Treatment of signs a good indicator

Trump’s candidacy is like none we’ve seen in our lifetime.

The same is true with Hillary Clinton. Trump’s candidacy has been smeared, by Clinton, with unproven scandal. Clinton, on the other hand, is darn good at creating her own proven scandal and lawlessness. Trump has been extremely successful in business and surrounded himself with good people. Clinton on the other hand has failed in everything she’s touched; Hillary Care, the US Senate, Benghazi, the Middle East, Iran, illegal servers, FBI investigations up the kazoo, not to mention surrounding herself with, in my opinion, people who are lacking in character and who are simply yes men/women.

Omao’s Trump signs have been torn down twice, never up for more than four days; Rice Street Trump sign has been defaced numerous times; Kapaa Trump signs were being knocked down after only 24 hours, then ultimately stolen a few days later, we’ve been fortunate with the Trump signs at the Kapaa bypass. Everyone, almost without exception, has had their Trump signs stolen or run over.
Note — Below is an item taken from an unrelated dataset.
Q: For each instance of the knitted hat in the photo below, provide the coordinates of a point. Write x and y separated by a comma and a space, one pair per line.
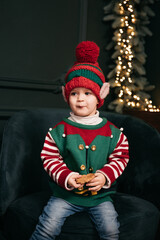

Not one Clinton banner or yard sign has suffered any vandalism because they don’t exist on Kauai. It’s crickets for Clinton’s candidacy on the Garden Island.

I feel we’re on the right track!

Steve Yoder, Kapaa

Strong leaders needed to guide Hawaii

Today, Native Hawaiians stand before an uncharted journey, filled with exciting new opportunities.

Our journey ahead brings into focus the need for strong Hawaiian leadership.

As we move forward, what we need as a Lahui is leadership that understands that where the journey ends is less important than making sure that we all arrive there together.

This is the most significant challenge for a people so great in number but diverse in so many ways.

I believe that Bob Lindsey, who is seeking re-election to represent Hawaii Island on the Board of Trustees of the Office of Hawaiian Affairs, is the type of leader the Hawaiian community needs for this journey.

I have known Bob for a long time. He worked for me at Kamehameha Schools, and managed 265,000 acres of the princess’s lands on Hawaii Island.

He is a humble servant leader with tremendous integrity. When confronted with challenges, Bob listens first and carefully considers all sides.

He then makes decisions firmly grounded in our values of aloha, haahaa and pono, while ensuring everyone that they were heard and their manao is respected. Time and again, I have seen Bob do this.

You see, Bob understands that Hawaiian unity is not an impossibility.

Yes, disagreement is part of who we are as a people.

But our differences do not have to divide us. Difficult decisions rendered with aloha, haahaa and pono can maintain our deep genealogical bonds as we move forward.

Bob Lindsey has long demonstrated this style of Hawaiian leadership, and I humbly ask that you help ensure that he can continue to help lead us on this journey. Imua.